In [2]:
import os
import json
import re
import string
import random
import time
import datetime

import numpy as np
import pandas as pd
# import matplotlib.pyplot as plt

from argparse import Namespace
from tqdm.notebook import tqdm
from datasets import Dataset

import transformers
from transformers import BertTokenizer, BertModel
from transformers import AutoTokenizer, AutoModelForSequenceClassification
from transformers import BertForSequenceClassification, AdamW
from transformers import get_linear_schedule_with_warmup
from transformers import pipeline

import torch.nn.functional as F
import torch
from torch.utils.data import DataLoader, TensorDataset

from sklearn.feature_extraction.text import TfidfVectorizer,CountVectorizer
from sklearn.feature_extraction import text
from sklearn.metrics.pairwise import cosine_similarity, linear_kernel
from sklearn.metrics import accuracy_score, precision_recall_fscore_support, roc_auc_score

2024-03-25 14:27:02.123021: I tensorflow/core/platform/cpu_feature_guard.cc:210] This TensorFlow binary is optimized to use available CPU instructions in performance-critical operations.
To enable the following instructions: AVX2 FMA, in other operations, rebuild TensorFlow with the appropriate compiler flags.


In [3]:
evaluate = False # if in evaluation mode, set to true 

In [4]:
args = Namespace(
    data_path = 'processed_data/casehold_processed.csv',
    pretuned_model_path = "./models/mlm_model_manual",
    # model_save_path = 'models/sentence_pair_classification',
    model_save_path = './models/mlm_te_test',
    num_samples=15000,
    batch_size = 16,
    learn_rate = 1e-5,
    epochs = 5,
    device='cpu',
    train_split=0.7,
    model_state_file='casehold_state.pth',
    patience = 3,
    freeze=False
)

In [5]:
casehold_df = pd.read_csv(args.data_path)

## Setup Tokenizer

In [6]:
tokenizer = BertTokenizer.from_pretrained('casehold/legalbert')
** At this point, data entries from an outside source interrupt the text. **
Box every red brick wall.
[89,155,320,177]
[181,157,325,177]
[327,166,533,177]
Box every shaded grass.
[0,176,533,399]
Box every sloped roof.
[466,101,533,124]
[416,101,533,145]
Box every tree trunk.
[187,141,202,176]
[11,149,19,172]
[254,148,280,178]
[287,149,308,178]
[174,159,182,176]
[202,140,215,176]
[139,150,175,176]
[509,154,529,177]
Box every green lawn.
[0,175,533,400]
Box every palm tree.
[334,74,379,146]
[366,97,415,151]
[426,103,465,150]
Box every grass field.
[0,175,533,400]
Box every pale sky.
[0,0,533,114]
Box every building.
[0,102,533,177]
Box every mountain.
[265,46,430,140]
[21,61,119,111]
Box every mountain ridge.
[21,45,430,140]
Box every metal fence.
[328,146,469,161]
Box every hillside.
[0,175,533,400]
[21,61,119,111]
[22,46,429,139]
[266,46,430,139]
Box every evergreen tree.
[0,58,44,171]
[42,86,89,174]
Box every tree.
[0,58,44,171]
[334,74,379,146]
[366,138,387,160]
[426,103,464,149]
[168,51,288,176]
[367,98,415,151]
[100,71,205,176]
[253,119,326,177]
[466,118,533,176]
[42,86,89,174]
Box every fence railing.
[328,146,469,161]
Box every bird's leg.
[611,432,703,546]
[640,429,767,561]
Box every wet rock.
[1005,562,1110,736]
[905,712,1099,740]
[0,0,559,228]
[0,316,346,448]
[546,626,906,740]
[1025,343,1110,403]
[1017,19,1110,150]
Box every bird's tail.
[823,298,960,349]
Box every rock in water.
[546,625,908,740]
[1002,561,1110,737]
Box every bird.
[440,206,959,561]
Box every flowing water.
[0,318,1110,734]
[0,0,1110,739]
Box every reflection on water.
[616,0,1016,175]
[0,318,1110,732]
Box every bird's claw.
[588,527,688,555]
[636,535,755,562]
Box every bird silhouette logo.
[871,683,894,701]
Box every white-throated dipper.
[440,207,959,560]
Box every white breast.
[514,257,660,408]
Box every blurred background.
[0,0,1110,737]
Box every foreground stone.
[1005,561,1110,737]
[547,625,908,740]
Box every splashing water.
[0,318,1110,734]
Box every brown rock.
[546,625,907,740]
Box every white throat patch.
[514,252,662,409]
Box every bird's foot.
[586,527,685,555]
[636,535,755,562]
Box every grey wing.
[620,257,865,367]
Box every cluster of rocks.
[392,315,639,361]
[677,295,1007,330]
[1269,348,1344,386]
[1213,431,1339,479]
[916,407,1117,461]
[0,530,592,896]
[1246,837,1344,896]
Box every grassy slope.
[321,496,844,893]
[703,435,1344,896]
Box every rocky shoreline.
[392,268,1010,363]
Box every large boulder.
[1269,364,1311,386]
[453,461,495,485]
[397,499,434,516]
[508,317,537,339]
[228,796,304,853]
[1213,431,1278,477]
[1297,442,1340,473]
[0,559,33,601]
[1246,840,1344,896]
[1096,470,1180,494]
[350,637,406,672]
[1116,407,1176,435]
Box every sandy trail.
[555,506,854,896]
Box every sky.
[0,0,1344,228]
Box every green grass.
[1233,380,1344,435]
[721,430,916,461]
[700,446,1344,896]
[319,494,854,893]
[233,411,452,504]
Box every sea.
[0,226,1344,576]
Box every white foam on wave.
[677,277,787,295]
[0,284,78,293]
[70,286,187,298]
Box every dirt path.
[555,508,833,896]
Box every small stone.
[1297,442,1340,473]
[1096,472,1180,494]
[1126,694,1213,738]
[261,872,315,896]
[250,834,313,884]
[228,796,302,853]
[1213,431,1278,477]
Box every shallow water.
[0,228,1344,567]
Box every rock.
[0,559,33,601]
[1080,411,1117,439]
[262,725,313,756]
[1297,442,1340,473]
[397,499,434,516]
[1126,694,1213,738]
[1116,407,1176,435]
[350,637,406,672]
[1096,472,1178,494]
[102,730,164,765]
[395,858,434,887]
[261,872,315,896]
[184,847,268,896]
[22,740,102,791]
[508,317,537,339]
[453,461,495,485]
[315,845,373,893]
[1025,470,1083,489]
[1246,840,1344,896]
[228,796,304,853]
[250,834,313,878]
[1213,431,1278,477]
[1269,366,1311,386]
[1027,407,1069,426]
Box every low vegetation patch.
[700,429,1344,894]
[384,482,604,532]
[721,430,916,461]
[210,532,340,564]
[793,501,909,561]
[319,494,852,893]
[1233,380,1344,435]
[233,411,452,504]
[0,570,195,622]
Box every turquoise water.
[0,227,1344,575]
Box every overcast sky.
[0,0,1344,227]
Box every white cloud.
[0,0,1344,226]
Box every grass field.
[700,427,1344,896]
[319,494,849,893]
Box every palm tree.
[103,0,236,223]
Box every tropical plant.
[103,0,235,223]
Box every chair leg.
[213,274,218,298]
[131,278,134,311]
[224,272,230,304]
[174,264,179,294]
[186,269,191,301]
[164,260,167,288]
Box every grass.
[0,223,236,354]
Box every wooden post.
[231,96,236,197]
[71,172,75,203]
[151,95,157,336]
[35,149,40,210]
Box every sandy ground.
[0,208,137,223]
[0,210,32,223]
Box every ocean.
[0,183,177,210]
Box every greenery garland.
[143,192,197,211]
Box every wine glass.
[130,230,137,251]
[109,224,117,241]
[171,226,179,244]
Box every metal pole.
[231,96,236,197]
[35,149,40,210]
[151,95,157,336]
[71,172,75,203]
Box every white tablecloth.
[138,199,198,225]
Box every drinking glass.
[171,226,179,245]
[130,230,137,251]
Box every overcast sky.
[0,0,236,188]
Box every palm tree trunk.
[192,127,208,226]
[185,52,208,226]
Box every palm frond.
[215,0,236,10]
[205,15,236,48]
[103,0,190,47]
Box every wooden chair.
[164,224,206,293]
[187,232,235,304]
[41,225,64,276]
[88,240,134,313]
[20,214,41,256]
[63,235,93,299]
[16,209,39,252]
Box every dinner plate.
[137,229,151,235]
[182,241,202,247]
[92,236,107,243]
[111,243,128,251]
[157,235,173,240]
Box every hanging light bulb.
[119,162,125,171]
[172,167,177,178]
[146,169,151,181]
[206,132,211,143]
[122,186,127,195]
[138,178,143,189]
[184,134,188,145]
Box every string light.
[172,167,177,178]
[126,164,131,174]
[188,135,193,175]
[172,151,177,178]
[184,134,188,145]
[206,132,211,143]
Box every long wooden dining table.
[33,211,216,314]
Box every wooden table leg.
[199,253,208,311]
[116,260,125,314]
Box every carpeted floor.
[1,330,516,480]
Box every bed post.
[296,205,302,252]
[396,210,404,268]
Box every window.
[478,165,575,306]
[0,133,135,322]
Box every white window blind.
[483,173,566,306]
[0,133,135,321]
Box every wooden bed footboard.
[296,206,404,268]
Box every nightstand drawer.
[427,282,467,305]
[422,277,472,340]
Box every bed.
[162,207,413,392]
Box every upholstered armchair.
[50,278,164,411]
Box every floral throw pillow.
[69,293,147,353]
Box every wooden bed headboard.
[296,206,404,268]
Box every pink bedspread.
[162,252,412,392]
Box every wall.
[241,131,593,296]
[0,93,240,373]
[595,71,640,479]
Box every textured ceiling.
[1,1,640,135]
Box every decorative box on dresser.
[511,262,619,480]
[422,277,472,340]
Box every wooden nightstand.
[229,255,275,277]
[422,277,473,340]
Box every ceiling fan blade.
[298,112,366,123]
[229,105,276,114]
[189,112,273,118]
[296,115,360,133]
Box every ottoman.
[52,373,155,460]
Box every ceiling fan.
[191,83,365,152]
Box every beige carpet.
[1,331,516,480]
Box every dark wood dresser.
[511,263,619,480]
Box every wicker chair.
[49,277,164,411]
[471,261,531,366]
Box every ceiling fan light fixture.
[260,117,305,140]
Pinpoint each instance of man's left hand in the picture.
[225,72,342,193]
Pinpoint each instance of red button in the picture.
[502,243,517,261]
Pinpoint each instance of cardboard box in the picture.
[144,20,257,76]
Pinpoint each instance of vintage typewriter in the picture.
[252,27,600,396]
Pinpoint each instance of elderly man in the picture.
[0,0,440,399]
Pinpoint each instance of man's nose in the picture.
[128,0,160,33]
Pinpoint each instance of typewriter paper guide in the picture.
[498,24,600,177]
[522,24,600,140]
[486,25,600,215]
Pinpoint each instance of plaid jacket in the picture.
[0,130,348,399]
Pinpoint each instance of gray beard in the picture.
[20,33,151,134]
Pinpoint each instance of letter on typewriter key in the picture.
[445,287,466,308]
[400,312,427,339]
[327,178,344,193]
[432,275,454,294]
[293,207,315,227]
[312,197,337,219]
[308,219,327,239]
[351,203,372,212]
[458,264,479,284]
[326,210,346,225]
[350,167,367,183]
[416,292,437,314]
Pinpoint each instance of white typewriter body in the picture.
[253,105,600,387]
## 1 Sentence Pair Classification
- Utilize binary labels (related or not related) for each pair

In [7]:
class_df = casehold_df[:args.num_samples]

Configure Split 

In [8]:
class_df['split'] = 'train'

num_val_rows = int(len(class_df) * (1 - args.train_split)//2) - 1

# 15% for validation and test each , remaining 70% for train
class_df.loc[:num_val_rows, 'split'] = 'val'
class_df.loc[num_val_rows: num_val_rows + num_val_rows, 'split'] = 'test'

print('Number of train samples : ' + str((class_df['split'] == 'train').sum()))
print('Number of val samples : ' + str((class_df['split'] == 'val').sum()))
print('Number of test samples : ' + str((class_df['split'] == 'test').sum()))


class_df.head()

Number of train samples : 10501
Number of val samples : 2249
Number of test samples : 2250


A value is trying to be set on a copy of a slice from a DataFrame.
Try using .loc[row_indexer,col_indexer] = value instead

See the caveats in the documentation: https://pandas.pydata.org/pandas-docs/stable/user_guide/indexing.html#returning-a-view-versus-a-copy
  class_df['split'] = 'train'


Unnamed: 0.1,Unnamed: 0,context,holding,binary_label,relevance_label,split
0,0,"Drapeau’s cohorts, the cohort would be a “vict...",holding that possession of a pipe bomb is a cr...,1,1.0,val
1,1,"Drapeau’s cohorts, the cohort would be a “vict...",holding that bank robbery by force and violenc...,0,0.652,val
2,2,"Drapeau’s cohorts, the cohort would be a “vict...",holding that sexual assault of a child qualifi...,0,0.647,val
3,3,"Drapeau’s cohorts, the cohort would be a “vict...",holding for the purposes of 18 usc 924e that ...,0,0.67,val
4,4,"Drapeau’s cohorts, the cohort would be a “vict...",holding that a court must only look to the sta...,0,0.639,val


## Data Preparation : creation of datasets and dataloader objects

In [9]:
####################################################
############## Setup Train Dataloader ##############
####################################################

encoded_data_train = [tokenizer.encode_plus(row['context'], row['holding'], add_special_tokens=True, max_length=512, pad_to_max_length=True, truncation=True) for index,row in class_df[class_df['split'] == 'train'].iterrows()]
input_ids_train = [item['input_ids'] for item in encoded_data_train]
attention_masks_train = [item['attention_mask'] for item in encoded_data_train]
labels_train = [row['binary_label'] for index,row in class_df[class_df['split'] == 'train'].iterrows()]

# Convert to tensors
input_ids_train = torch.tensor(input_ids_train)
attention_masks_train = torch.tensor(attention_masks_train)
labels_train = torch.tensor(labels_train)

# Create a dataset
dataset_train = TensorDataset(input_ids_train, attention_masks_train, labels_train)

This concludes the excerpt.